Many organisations are now either doing, or want to do something, around health, mental health or wellbeing: how to support and engage employees. Having a good organisational programme is no longer a ‘nice to have’. It has to be a core part of any people proposition. Employees are demanding it, rates of ill health are high after the pandemic and employee wellbeing is becoming a board agenda item. The wellbeing and health provider markets are booming and employees are increasingly expecting apps, support and training in these areas from their employer.
At the risk of sounding negative, many of the strategies being put in place won’t actually work. Whilst this might sound controversial, there is a simple reason for this negativity, which is that most wellbeing strategies are not actually strategies. They are collections of well-intentioned activity cobbled together to demonstrate how seriously an organisation is taking health and mental health. They are tactics, not strategy.

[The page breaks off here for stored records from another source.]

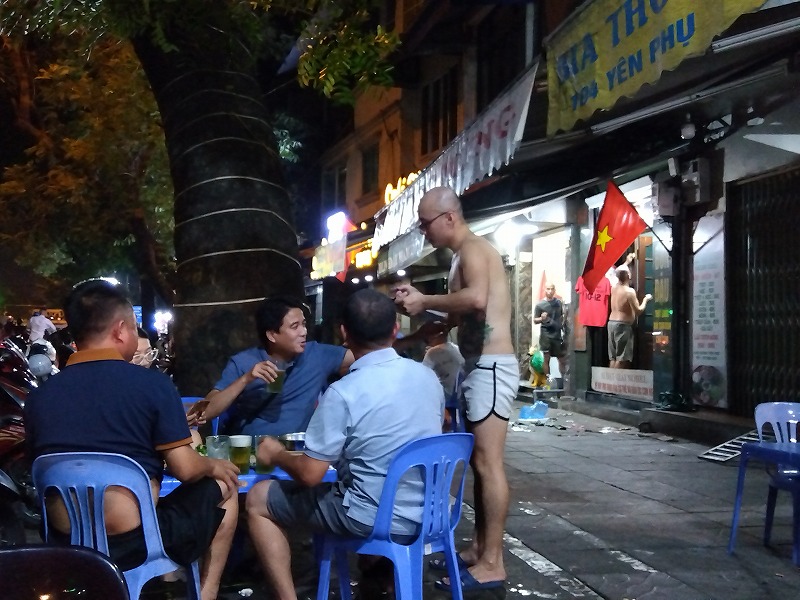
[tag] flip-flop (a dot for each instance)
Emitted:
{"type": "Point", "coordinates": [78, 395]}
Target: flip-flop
{"type": "Point", "coordinates": [439, 564]}
{"type": "Point", "coordinates": [470, 584]}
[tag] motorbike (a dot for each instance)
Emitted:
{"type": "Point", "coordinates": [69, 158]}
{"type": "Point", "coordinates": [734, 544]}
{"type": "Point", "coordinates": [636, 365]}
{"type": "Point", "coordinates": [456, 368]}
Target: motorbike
{"type": "Point", "coordinates": [17, 494]}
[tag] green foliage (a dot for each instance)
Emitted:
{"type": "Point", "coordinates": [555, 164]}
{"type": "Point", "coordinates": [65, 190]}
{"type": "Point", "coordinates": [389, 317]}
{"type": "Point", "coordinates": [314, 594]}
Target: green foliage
{"type": "Point", "coordinates": [342, 53]}
{"type": "Point", "coordinates": [98, 169]}
{"type": "Point", "coordinates": [346, 59]}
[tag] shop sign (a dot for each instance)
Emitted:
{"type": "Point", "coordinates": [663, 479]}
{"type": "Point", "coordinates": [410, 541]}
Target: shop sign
{"type": "Point", "coordinates": [329, 259]}
{"type": "Point", "coordinates": [608, 49]}
{"type": "Point", "coordinates": [709, 359]}
{"type": "Point", "coordinates": [363, 258]}
{"type": "Point", "coordinates": [393, 191]}
{"type": "Point", "coordinates": [633, 383]}
{"type": "Point", "coordinates": [487, 144]}
{"type": "Point", "coordinates": [401, 253]}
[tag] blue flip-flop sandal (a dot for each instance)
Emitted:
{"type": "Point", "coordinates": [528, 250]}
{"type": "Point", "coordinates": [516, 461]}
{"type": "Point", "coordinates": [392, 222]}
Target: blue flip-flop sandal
{"type": "Point", "coordinates": [470, 584]}
{"type": "Point", "coordinates": [439, 564]}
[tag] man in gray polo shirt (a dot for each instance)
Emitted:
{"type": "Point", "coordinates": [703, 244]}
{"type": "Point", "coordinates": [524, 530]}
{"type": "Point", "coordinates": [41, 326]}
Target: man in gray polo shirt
{"type": "Point", "coordinates": [361, 422]}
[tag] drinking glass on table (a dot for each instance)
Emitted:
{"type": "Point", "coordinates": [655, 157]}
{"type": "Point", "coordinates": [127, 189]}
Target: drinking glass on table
{"type": "Point", "coordinates": [240, 451]}
{"type": "Point", "coordinates": [218, 446]}
{"type": "Point", "coordinates": [261, 468]}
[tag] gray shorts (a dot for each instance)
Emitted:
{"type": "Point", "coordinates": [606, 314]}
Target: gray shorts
{"type": "Point", "coordinates": [620, 341]}
{"type": "Point", "coordinates": [490, 387]}
{"type": "Point", "coordinates": [318, 509]}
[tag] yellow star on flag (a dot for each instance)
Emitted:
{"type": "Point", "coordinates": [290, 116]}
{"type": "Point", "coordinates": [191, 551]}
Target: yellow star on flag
{"type": "Point", "coordinates": [603, 238]}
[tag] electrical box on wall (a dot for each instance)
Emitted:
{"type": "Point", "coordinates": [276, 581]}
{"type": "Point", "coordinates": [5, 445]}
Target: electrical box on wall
{"type": "Point", "coordinates": [665, 195]}
{"type": "Point", "coordinates": [696, 182]}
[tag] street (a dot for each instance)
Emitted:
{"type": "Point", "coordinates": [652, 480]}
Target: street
{"type": "Point", "coordinates": [599, 510]}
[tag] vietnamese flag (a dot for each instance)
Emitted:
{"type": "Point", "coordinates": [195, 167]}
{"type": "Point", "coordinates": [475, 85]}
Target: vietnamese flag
{"type": "Point", "coordinates": [618, 225]}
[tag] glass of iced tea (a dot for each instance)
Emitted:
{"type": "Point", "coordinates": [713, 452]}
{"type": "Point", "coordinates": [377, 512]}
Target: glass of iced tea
{"type": "Point", "coordinates": [240, 451]}
{"type": "Point", "coordinates": [261, 467]}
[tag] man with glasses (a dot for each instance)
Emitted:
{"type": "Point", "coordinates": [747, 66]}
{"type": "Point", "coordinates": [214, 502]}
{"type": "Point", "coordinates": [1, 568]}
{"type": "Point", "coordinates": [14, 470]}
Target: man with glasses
{"type": "Point", "coordinates": [479, 304]}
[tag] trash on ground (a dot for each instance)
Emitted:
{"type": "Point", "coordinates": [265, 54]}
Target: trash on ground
{"type": "Point", "coordinates": [537, 410]}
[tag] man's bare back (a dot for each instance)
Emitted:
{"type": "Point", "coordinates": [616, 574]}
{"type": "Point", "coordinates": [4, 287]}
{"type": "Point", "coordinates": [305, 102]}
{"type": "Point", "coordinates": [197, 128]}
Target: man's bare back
{"type": "Point", "coordinates": [489, 331]}
{"type": "Point", "coordinates": [621, 298]}
{"type": "Point", "coordinates": [625, 306]}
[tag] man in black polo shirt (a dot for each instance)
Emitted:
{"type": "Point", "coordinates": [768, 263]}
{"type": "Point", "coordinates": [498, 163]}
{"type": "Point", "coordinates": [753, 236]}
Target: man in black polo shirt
{"type": "Point", "coordinates": [101, 403]}
{"type": "Point", "coordinates": [549, 313]}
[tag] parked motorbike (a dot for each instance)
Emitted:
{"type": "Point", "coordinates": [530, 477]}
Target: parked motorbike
{"type": "Point", "coordinates": [17, 494]}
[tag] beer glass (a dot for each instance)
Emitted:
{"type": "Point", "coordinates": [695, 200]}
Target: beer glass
{"type": "Point", "coordinates": [218, 446]}
{"type": "Point", "coordinates": [240, 451]}
{"type": "Point", "coordinates": [260, 466]}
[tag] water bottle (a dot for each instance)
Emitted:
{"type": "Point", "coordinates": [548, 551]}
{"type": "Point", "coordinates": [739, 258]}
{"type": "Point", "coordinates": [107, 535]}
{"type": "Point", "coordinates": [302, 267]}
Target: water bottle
{"type": "Point", "coordinates": [538, 410]}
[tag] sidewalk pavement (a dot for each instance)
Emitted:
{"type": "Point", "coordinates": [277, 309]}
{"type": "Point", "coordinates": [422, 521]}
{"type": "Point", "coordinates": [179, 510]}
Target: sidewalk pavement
{"type": "Point", "coordinates": [599, 510]}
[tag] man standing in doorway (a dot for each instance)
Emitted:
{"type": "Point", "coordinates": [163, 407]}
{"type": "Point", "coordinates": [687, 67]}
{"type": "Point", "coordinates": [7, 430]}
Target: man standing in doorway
{"type": "Point", "coordinates": [479, 304]}
{"type": "Point", "coordinates": [625, 307]}
{"type": "Point", "coordinates": [39, 326]}
{"type": "Point", "coordinates": [549, 313]}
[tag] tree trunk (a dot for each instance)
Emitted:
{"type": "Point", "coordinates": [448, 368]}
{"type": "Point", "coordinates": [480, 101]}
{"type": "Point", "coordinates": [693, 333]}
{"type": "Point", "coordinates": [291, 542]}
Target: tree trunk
{"type": "Point", "coordinates": [234, 240]}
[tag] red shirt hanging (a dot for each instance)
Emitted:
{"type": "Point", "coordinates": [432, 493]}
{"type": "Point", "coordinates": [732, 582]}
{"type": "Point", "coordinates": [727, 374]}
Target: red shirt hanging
{"type": "Point", "coordinates": [593, 305]}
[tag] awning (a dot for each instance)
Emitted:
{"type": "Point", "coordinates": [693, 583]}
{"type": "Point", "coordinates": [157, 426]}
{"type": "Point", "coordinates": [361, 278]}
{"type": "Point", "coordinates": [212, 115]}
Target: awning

What organisations tend to do is to provide a plethora of things or activities around health and wellbeing – the list is endless! Mindfulness, fresh fruit, resilience training, Mental Health First Aid, webinars, stand up desks, Employee Assistance Programmes, screening… These are the sorts of thing needed to start to tackle health and mental health in the workplace, however, these activities alone are not a strategy, they are the pieces of the jigsaw.
To build a structure or a plan, you first need to know what you are aiming at. What does success look like to your organisation? Once you know this, you can look at what you already have, and what else you will need to get there. So, for instance, if the long-term aim for your mental health strategy is to reduce absence, then you start with looking at what your current absence rate is, what is causing it and how this can be reduced. Then, you decide what jigsaw pieces you need to put in place to carry this out, how they will link together and how you will measure the impact of what you are doing.